There are essentially two types of scenes in John Wick: Chapter 3 – Parabellum: fight sequences and really tense meetings about rules and regulations.
That may sound like this is a streamlined endeavor, but in reality Parabellum (as is often the case with third installments in franchises) is a whole lot more: more talk about the bylaws that govern the assassin society of which John Wick (Keanu Reeves) is, at this point, a hunted member; more characters, including an adversary (Mark Dacascos) who is part ninja and part Wick fanboy; and, most dispiritingly, more firepower. Some 20 years after Reeves asked for “guns, lots of guns” in The Matrix—and at a time when school shootings in the United States have become routine—here he is in Parabellum’s deadening finale eschewing the hand-to-hand virtuosity of the first film in favor of bigger, badder shotguns that will explode even the most well-helmeted noggin.
Why is this both a political and aesthetic problem? It’s not that these films have previously avoided gunplay, after all. Yet in the original John Wick in particular, it was more of the “gun fu” variety, in which the lethal thud of each bullet was literally felt by the audience, thanks to a combination of Reeves’ intimate performance style, the expert stunt choreography, and the careful attention to sound design. In Parabellum, the shootouts—and there are two disastrous ones, that finale and a mid-film sequence featuring new costar Halle Berry—are less about Wick (his motivations, his anger, his technique) and more about the grandiosity of the violence.
The same is true of what I’ll call kill gags—Parabellum’s variation on the kill shot. The first kill gag comes as an exclamation point to what is probably the film’s best scene: an early throwdown in an antique weapons shop. The scene proceeds as the best Wick set pieces do—with director Chad Stahelski giving the bone-crushing stunt work the time and space it needs to make us fully appreciation the combination of dexterity and brutality—and then concludes with Wick whipping a hatchet across the room, where it lands with a thwack in the top of the last remaining adversary’s skull. That move is in keeping with Wick’s instinctive efficiency, but I don’t know if I can say the same of a later kill gag, where he repeatedly smacks a horse on the rear so it will kick its legs and crush an assassin’s head. By the time Wick mounts the horse and uses a rope to drag another killer out onto New York City’s streets, I began to wonder if this was the near-literal moment where the series had jumped the shark.

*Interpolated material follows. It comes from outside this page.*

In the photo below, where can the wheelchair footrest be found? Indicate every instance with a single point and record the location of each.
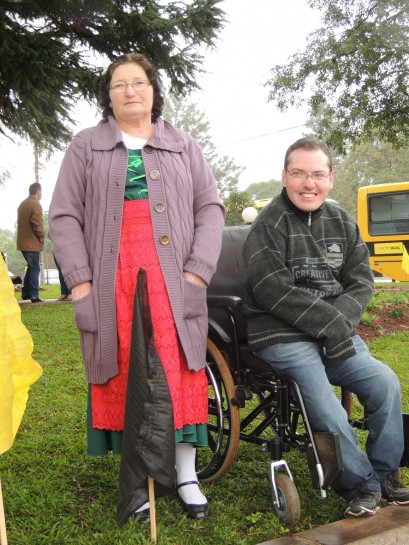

What’s to admire? Another earlier, more intimate hand-to-hand altercation with a hitman played by NBA giant Boban Marjanovic (Stahelski gets creative with low and high camera angles there). And cinematographer Dan Laustsen delivers the usual neon fever dream, as well as a few clever diversions (there’s a great moment during an early chase sequence in which Wick ducks into a chandelier shop and suddenly the grimy fluorescence of the streets gives way to an ironically warm elegance). Asia Kate Dillon is also fun as The Adjudicator, the slight, persnickety representative of the High Table (this world’s governing body), who confidently walks among these hulking, violent men like a tattletale kindergartner. The best thing about The Adjudicator? I don’t think the character ever wields a gun.